Entrevista: César Benjamin

Dados pessoais
Nasceu no Rio, filho de um coronel do Exército e de uma química, tem 51 anos, solteiro, três filhos
Carreira

Cinco anos como preso político, exilado na Suécia, fundador e ex-dirigente do PT
Atividades atuais

Editor da Contraponto e coordenador do movimento Consulta Popular

Voltou ao Brasil em 1978, atraído pela distensão do regime e pela novidade de um líder operário que levantava o ABC paulista. Hoje, Cesinha tornou-se uma espécie de oráculo de uma crise em que boa parte dos intelectuais de esquerda segue mergulhada em catatônico silêncio. Seu artigo - "O Mito do Paraíso Perdido" - publicado na Folha de S.Paulo no início de agosto causou furor pela crueza com que exibiu o ovo da serpente da crise. Mas Cesinha trouxe ainda uma novidade nestes tempos em que a agonia do PT soa como as trombetas do Apocalipse: ele anuncia que a esquerda não acabou.
Depois de romper com o PT há 10 anos, acusando-o de corrupção, Cesinha foi um dos artífices de uma organização batizada de Consulta Popular. Com milhares de militantes pelo Brasil afora, a CP apostava no fracasso do 'ciclo Lula' e prepara, desde 1997, uma alternativa política. Para seus quadros, é agora que o povo poderá chegar ao poder. Melhor profeta do passado que do futuro, Cesinha delineia um caminho ainda vago. De concreto, ele preparou um programa para o PMDB a pedido de seu amigo Carlos Lessa, ex-presidente do BNDES no governo Lula. E tem recebido efusivos elogios do pré-candidato à Presidência em 2006 Anthony Garotinho. Esta é a parte que arrepia seus mais novos fãs.
O irônico é que Cesinha vem dizendo o que diz há uma década. Mas só era ouvido em espaços alternativos. A crise instalou este genuíno homem de esquerda no centro do debate nacional. Até pouco tempo atrás, ele seria considerado um brontossauro para quem se acostumou ao figurino domesticado do PT. Uma parte da direita o aplaude por sua crítica demolidora ao PT, e a esquerda o aclama porque Cesinha anuncia que ela não acabou.
Autodidata brilhante, ele só concluiu o ginásio. Construiu seu conhecimento numa coleção pessoal de 3 mil livros e milhares de outros em bibliotecas alheias. Tornou-se um pensador consistente e um oponente intelectual que poucos se dispõem a enfrentar. Na prisão, adolescente, traduzia obras de filósofos como Althusser para passar o tempo. Adulto, tem sua própria editora, a Contraponto, no Rio de Janeiro. Dedica-se agora a traduzir os 300 ensaios sobre pensadores do Dictionary of Scientific Biographies. Pai solteiro, vive com os dois filhos mais velhos. Costuma dormir no final da tarde, depois vira a noite trabalhando. Lê até os passarinhos cantarem. Ele deu a seguinte entrevista a ÉPOCA.
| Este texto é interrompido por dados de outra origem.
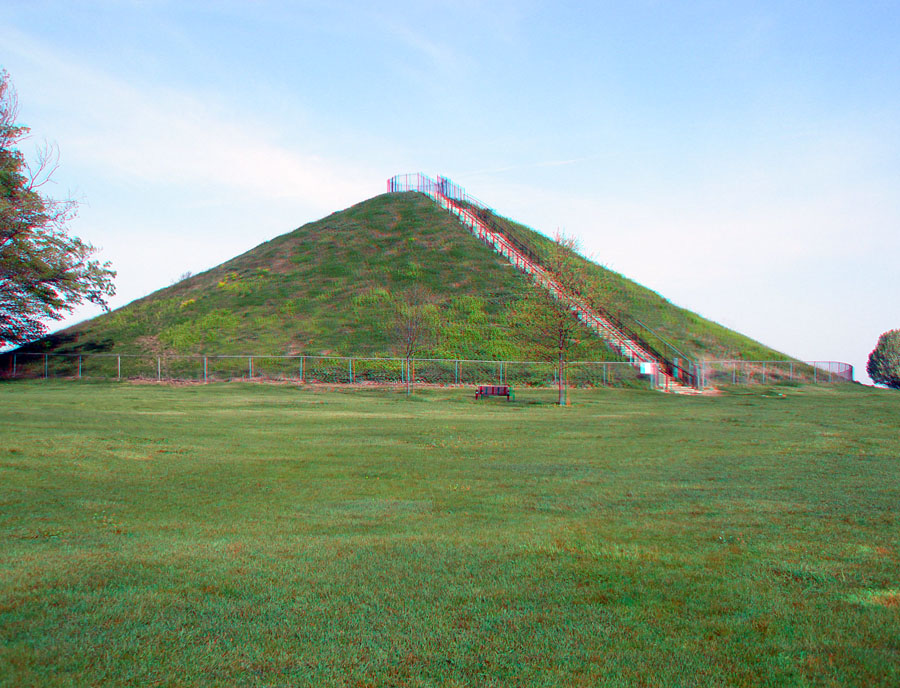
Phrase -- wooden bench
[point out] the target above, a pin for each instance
(493, 391)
ÉPOCA - Você foi fundador do PT e dirigente nacional até 1995, quando rompeu por discordar do financiamento da campanha de 1994. Como foi?

César Benjamin - Soube que houve financiamentos de bancos e empreiteiras que nunca haviam sido discutidos pela direção. Havia uma claríssima evidência de prática sistemática de caixa dois. Levei a questão ao encontro nacional do partido, no Espírito Santo, onde havia quase 800 delegados. Fiz um pronunciamento da tribuna. Disse que estávamos diante do ovo da serpente. Vi o Zé Dirceu levantar e ficar de frente para o plenário. Em seguida houve uma troca de gestos entre ele e delegados do ABC paulista. Este grupo se levantou e partiu para cima de mim para interromper o pronunciamento.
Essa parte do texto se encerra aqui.